If a drive in a RAID-1 mirror or duplex array fails, a full, complete, exact copy of the data remains. Access to your data or application is unimpeded, and performance degradation is minimal, although you will lose the benefit gained on read operations of being able to read from either disk. Until the failed disk is replaced, however, you will have no fault tolerance on the remaining disk.

In a RAID-3 or RAID-4 array, if one of the data disks fails, a significant performance degradation will occur since the missing data needs to be reconstructed from the parity information. Also, you'll have no fault tolerance until the failed disk is replaced. If it is the parity disk that fails, you'll have no fault tolerance until it is replaced, but also no performance degradation.
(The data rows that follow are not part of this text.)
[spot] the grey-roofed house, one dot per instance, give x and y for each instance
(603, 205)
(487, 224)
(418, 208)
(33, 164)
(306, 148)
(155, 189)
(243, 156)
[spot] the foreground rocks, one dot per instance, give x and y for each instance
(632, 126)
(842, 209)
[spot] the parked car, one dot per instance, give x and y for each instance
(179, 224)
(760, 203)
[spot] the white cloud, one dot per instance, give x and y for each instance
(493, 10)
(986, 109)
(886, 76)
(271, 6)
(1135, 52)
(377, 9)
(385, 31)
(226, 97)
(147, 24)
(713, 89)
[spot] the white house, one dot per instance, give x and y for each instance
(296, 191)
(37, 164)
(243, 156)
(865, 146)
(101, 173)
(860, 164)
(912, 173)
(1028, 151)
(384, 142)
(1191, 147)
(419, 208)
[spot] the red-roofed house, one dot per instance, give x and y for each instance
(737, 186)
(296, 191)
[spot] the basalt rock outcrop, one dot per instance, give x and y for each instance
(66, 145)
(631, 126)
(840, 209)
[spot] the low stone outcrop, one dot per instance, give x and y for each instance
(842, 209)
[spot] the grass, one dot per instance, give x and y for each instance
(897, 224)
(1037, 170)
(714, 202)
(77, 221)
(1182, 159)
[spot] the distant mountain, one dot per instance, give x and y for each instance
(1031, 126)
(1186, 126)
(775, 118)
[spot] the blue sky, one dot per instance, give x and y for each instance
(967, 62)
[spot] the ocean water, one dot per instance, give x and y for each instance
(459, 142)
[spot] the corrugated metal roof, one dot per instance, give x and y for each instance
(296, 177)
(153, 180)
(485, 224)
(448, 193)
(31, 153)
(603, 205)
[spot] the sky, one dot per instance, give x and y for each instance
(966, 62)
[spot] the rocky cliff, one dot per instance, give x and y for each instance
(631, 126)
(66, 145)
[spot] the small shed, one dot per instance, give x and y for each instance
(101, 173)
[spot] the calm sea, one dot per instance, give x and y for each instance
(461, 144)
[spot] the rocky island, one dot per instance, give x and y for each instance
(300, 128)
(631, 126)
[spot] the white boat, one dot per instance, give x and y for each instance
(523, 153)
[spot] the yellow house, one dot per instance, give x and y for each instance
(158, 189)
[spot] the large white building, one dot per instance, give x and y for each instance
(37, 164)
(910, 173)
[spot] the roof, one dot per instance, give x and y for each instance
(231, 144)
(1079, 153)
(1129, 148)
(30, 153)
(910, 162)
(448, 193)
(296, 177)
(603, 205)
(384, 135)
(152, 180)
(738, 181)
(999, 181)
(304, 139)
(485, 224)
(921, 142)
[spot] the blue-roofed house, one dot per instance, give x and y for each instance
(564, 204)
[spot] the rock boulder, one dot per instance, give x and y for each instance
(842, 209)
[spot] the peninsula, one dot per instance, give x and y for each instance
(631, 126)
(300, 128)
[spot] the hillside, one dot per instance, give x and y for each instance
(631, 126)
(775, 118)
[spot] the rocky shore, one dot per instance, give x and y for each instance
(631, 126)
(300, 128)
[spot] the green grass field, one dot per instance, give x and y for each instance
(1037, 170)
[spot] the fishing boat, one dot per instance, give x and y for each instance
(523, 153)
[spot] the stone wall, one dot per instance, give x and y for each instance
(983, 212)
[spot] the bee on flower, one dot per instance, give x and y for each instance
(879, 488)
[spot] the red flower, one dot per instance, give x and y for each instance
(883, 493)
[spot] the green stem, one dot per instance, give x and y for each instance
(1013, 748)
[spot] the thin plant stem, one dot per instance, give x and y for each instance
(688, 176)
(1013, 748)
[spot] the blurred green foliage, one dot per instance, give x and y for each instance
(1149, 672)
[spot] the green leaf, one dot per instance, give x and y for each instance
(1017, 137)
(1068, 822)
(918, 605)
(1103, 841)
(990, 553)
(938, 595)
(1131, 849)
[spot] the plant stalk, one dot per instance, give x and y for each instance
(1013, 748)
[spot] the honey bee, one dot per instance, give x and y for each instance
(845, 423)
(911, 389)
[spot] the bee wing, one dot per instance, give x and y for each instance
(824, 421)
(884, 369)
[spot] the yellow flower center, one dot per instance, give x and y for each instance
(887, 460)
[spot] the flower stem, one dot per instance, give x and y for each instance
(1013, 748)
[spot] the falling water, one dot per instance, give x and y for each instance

In a RAID-5 array, the loss of any disk will result in a significant performance degradation, and your fault tolerance will be gone until you replace the failed disk. Once you replace the disk, you won't return to fault tolerance until the entire array has a chance to rebuild itself, and performance will be seriously degraded during the rebuild process.

RAID systems that are arrays of arrays can provide for multiple failure tolerance. These arrays provide for multiple levels of redundancy and are appropriate for mission-critical applications that must be able to withstand the failure of more than one drive in an array.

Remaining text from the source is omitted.